Araştırmalar Bay Kemal’in eğer kendisi cumhurbaşkanı adayı olursa Erdoğan’ı yenebileceğini işaret etmeye başladı son birkaç ayda. Pekâlâ, yüzde 25 oy potansiyeli olan bir partinin lideri bunu nasıl başarabiliyor? Bu yazıda biraz bunu analiz etmeye çalışacağım. Bay Kemal’in sonuçta kazansa da kazanmasa da, son yıllarda ürettiği politikanın hakkını teslim etmeye çalışacağım.

 

Sağ/Sol Ekseni

 

Bilindiği gibi Türkiye’nin siyasi haritasında yaklaşık yarım asırdır kendini tekrar eden bir sağ/sol ekseni vardır. 2/3 sağ ve 1/3 sol dengesi genellikle kabul görür. Zaten 1950’den beri kurulu olan çok partili sandıktan büyük orada bu dengeye paralel sonuçlar çıkmıştır. Solun tek başına iktidarı hiç yoktur. Bay Kemal’in kurduğu stratejinin böyle bir ülkede bu noktalara gelebilmesi ayrıca takdire şayandır. Ancak burada elbette AKP liderliğinin katkısını da göz ardı etmemek gerekir. Parlamenter sistemden Türk tipi başkanlık sistemine geçiş ve bunun üzerine ülke siyasetinde kartların yeniden dağıtılması ve ikili bir ittifak sisteminin ortaya çıkması Bay Kemal’e bu imkânını veren ilk temel değişim oldu. Aslında AKP liderliği biraz önce sözünü ettiğim sağ/sol algoritmasından yararlanarak AKP lehine yüzde 50 artı 1 çoğunluğuna ihtiyaç duymadan otomatik bir kazanım makinesi gördü bu yeni sistemde. Yani ilk turda çoğunluğu sağlayamasalar da en azından ikinci turda, olası bir CHP adayına karşı kolay ve seri galibiyetler elde edeceklerdi. Yüzde 66,6’lık bir sağ havuzdan bir yüzde 50 artı 1 çıkarmak o kadar da zor olmasa gerekti. Üstelik karizmatik lider Erdoğan da işin cabasıydı.

 

Ancak işler pek de o yönde ilerlemedi. İşlerin AKP liderliğinin öngördüğü gibi gelişmemesinin en temel nedeni aslında yine kendilerinin tercihleri.

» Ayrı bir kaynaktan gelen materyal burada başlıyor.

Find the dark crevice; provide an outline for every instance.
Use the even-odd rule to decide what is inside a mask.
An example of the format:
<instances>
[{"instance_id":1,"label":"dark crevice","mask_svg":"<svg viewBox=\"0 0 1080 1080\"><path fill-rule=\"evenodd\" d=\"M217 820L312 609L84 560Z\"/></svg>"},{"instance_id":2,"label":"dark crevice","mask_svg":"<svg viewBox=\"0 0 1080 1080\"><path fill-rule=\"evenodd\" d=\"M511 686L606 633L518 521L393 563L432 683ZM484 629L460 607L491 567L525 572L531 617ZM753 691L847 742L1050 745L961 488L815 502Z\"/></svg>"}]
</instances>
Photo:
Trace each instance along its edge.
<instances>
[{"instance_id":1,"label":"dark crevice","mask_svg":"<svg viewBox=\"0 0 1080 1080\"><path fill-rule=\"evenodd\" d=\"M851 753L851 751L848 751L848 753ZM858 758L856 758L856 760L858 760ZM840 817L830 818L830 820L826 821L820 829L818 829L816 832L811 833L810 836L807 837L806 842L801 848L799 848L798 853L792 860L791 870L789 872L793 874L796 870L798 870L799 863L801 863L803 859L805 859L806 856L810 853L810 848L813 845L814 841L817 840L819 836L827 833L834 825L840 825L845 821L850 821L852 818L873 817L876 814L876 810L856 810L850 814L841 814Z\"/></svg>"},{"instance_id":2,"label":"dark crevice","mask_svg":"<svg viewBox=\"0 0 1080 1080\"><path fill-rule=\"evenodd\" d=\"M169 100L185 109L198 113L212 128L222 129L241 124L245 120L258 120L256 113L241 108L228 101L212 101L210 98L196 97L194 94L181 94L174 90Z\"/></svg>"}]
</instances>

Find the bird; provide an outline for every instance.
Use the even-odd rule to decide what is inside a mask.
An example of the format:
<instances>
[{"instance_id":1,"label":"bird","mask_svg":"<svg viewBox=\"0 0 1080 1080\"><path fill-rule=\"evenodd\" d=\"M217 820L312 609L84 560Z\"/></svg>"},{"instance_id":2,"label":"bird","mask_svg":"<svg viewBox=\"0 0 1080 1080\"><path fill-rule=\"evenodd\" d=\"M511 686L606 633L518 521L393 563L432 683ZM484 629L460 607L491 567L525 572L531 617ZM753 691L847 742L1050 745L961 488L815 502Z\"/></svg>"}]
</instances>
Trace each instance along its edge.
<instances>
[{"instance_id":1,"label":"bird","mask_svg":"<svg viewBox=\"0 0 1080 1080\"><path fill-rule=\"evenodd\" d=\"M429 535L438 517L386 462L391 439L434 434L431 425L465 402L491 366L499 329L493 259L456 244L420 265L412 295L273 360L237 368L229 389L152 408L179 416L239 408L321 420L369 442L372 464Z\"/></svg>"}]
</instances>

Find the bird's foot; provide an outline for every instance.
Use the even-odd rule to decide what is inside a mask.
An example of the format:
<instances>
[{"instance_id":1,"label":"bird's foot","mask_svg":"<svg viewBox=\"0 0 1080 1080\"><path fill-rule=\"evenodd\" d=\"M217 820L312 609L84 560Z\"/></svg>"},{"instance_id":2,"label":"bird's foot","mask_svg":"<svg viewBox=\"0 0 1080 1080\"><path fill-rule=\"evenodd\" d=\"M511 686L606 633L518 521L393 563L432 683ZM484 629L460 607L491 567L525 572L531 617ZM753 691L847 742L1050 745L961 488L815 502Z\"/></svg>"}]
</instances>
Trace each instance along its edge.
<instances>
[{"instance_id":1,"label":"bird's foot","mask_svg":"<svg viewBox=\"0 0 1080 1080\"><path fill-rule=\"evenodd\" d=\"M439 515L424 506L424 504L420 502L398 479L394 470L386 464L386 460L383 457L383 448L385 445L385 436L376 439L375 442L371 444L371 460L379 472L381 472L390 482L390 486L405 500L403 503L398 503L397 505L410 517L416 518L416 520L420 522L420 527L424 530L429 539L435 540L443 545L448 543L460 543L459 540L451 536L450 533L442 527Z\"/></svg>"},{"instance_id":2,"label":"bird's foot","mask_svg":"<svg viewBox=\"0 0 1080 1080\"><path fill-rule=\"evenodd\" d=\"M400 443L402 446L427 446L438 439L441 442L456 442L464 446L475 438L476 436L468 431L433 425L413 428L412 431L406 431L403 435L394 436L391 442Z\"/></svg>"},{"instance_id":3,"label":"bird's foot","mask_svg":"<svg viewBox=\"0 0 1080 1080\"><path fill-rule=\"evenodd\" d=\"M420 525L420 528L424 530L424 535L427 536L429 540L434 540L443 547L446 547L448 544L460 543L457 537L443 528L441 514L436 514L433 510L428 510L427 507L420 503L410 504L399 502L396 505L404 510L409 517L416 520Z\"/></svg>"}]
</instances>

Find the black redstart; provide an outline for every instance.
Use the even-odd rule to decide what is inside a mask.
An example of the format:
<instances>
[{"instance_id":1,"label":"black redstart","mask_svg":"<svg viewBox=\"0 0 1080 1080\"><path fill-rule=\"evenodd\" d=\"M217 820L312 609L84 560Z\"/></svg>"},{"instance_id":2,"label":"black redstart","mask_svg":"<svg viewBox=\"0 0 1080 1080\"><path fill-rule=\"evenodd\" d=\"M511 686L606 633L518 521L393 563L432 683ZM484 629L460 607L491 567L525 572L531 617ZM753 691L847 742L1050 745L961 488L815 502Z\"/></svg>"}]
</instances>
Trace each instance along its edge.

AKP asgari demokrasi, asgari hukuk, asgari insan hakları, asgari iktisadi rasyonalite çerçevesinden uzaklaşıp ülkeyi iyice otoriter bir zemine sürükleyince artık Türkiye’nin klasik sağ/sol ekseninin eskisi kadar anlamı kalmadı. AKP’nin asgari demokrasi rayından çıkması, kendilerini sağ olarak gören partileri alternatif tutumlar almaya zorladı. Hatta AKP’nin içinden iki yeni parti çıktı. Daha önce zaten Meral Akşener iktidar blokunun bir parçası olan MHP’den kopmuş ve kurduğu yeni parti İYİP, milliyetçi sağı biraz da merkeze taşıma ufkuyla kurulmuştu. Saadet Partisi zaten AKP’nin İslamcı raydaki alternatifiydi. Demokrat Parti eski merkez sağın geldiği son hali temsil ediyordu sanırım.

 

Sağın önemli bir oranı, iktidar bloku iyice aşırı sağa kaçınca, sağda o blokun dışında kalanlar dolaylı olarak merkeze daha yakın görünmeye başladılar. Aslında iki seçenekleri vardı: Ya AKP’nin peşinden gideceklerdi ya da ondan farklı olduklarının altını çizmek için daha merkeze doğru kayacaklardı. İlki zaten asgari demokratik bir seçenek değildi. Üstelik bu yeni sağ seçeneklerin hepsi AKP ve Erdoğan sonrası sağ bir alternatif olmak istiyorlardı. AKP’ye fazla yanaşarak olası bir çöküşte, o yığının altında kalmak istemiyorlardı.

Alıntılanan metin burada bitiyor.